David Barber used to be a skeptic.
Barber has spent almost 30 years studying sea ice in the Arctic region. For the first 10 years he thought that changes he was observing in the ice, and the effects they had on the Arctic ecosystem, were as a result of natural variability. He was not convinced that global warming was responsible.
Over the next 10 years, he began to notice a pattern emerge in his own data and that of many other scientists. He began to see evidence that not only was global warming real, it was occurring at an alarmingly rapid pace. It was enough to convince him that global warming is happening and that it is a serious problem.
“Over the last five years of my career I have become extremely concerned about what I see and the rate of change that we are seeing in the Arctic,” says Barber. “I have become more vocal about telling the public what we see in the Arctic, and how the results are a precursor to what we are going to see in the more temperate and tropical parts of the planet in the decades to come.”
It is a message he will bring to Brandon on March 18 as the keynote speaker for Assiniboine Community College’s (ACC) Prairie Innovation Forum.
Barber, Canada’s Research Chair in Arctic System Science at the University of Manitoba, is a leading authority on how global warming in the Arctic will affect climate change on our planet.
He has led a number of research projects as part of the 2007-08 International Polar Year, a research effort that involved 60 countries and a multidisciplinary team of international scientists that have studied ice, atmosphere and ocean systems in both hemispheres.
Barber will be talking about his work in the Arctic and the links between environmental change, health and the economy and unveiling some of the latest results of the ongoing research programs.
“We are seeing the first strongest signs of a warming planet in both poles,” he says. “I will focus on the evidence that we are finding in the Arctic, about what is happening, how quickly it is happening, why it is happening and what we think the near future looks like for the Arctic.”
Arctic sea ice is melting at a rate of around 70,000 square kilometres per year, which is an area equivalent to the size of Lake Superior. It is predicted that the Arctic will be ice free throughout the summer season somewhere between 2030 and 2050, something that has not occurred in over a million years.
Although the planet has gone through warming and cooling trends in the past, says Barber, it is the scale and the speed of the current warming trend that is alarming.
“I think the Arctic is a good indicator for what’s happening to the globe as a general evolution of global warming, and it gives us an early warning sign,” he says. “The bad news part of that message is that the rate of change is accelerating in the Arctic and it has been accelerating over the last 10 years.”
Barber will also give a scientist’s perspective on the technologies that need to be developed as an alternative to our current fossil fuel-driven economy.
ACC is at the foref ront of this new, emerging bioeconomy.
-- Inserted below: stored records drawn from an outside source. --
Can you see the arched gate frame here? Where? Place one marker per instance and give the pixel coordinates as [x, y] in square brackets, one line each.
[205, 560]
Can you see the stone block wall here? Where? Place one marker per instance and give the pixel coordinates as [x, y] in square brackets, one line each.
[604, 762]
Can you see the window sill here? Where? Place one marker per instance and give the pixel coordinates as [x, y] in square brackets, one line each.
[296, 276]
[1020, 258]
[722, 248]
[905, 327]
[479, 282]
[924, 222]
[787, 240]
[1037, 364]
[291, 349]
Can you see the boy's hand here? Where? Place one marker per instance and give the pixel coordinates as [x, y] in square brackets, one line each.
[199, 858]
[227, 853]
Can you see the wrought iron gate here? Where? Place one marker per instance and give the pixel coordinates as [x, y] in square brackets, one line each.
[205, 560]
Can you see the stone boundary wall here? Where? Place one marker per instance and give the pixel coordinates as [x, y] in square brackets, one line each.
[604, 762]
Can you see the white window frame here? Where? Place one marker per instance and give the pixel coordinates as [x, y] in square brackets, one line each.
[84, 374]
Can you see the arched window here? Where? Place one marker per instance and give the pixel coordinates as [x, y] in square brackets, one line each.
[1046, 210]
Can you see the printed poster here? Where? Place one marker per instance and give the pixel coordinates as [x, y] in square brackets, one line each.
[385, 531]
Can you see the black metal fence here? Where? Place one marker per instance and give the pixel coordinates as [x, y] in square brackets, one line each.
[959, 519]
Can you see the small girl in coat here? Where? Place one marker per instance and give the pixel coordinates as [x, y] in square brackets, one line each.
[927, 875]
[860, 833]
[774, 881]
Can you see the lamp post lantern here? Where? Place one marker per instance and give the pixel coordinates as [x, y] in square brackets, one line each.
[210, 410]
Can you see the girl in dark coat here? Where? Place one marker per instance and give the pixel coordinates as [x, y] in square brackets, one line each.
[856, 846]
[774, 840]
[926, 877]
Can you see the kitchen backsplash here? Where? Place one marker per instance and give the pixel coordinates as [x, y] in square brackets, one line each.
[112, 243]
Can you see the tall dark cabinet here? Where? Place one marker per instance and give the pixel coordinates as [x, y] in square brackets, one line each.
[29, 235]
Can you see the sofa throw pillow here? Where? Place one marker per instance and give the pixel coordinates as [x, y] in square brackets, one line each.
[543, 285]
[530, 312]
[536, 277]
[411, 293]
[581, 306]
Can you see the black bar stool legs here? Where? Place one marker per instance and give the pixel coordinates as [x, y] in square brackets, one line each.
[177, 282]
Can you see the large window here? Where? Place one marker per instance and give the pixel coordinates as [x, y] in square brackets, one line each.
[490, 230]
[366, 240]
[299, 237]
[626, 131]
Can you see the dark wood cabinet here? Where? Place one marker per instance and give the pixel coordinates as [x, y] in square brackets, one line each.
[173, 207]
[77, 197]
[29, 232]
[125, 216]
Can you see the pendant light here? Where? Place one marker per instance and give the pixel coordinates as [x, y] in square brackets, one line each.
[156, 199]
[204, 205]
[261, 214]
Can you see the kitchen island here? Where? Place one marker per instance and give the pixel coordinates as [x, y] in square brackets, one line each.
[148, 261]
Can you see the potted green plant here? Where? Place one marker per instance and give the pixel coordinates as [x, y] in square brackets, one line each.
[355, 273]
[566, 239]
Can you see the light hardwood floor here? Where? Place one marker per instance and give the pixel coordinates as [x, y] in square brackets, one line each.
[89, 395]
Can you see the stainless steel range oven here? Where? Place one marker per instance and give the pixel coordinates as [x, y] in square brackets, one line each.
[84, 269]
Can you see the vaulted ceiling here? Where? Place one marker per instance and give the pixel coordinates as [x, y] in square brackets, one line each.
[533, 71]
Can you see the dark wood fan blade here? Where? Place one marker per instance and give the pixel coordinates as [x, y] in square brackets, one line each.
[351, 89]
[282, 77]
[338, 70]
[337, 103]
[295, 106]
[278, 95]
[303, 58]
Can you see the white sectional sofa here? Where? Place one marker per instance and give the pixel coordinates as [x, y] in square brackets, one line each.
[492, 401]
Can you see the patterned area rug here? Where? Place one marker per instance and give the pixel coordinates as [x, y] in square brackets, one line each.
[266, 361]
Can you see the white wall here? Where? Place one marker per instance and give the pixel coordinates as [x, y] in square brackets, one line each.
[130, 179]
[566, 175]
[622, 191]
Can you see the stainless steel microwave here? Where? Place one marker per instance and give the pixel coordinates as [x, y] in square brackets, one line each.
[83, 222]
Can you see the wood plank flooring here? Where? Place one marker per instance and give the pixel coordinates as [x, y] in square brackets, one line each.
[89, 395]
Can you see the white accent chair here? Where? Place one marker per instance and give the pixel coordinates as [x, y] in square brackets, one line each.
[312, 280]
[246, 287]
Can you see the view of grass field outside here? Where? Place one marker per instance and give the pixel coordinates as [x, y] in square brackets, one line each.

It intends to establish the Prairie Innovation Centre at its new home at the 1st Street North Campus. The centre will be a dedicated LEED-certified facility for research and training to support technology and innovations in the areas of renewable energy and other bioproducts.
As it moves forward with the project, ACC will present the second annual Prairie Innovation Forum on March 18 and 19 at the Canad Inns and Keystone Centre in Brandon. The theme for this years’ event, which is again sponsored by the RBC Foundation, is “Reducing Our Footprint” and it will explore innovative practices for businesses and communities to respond to the issues around climate change.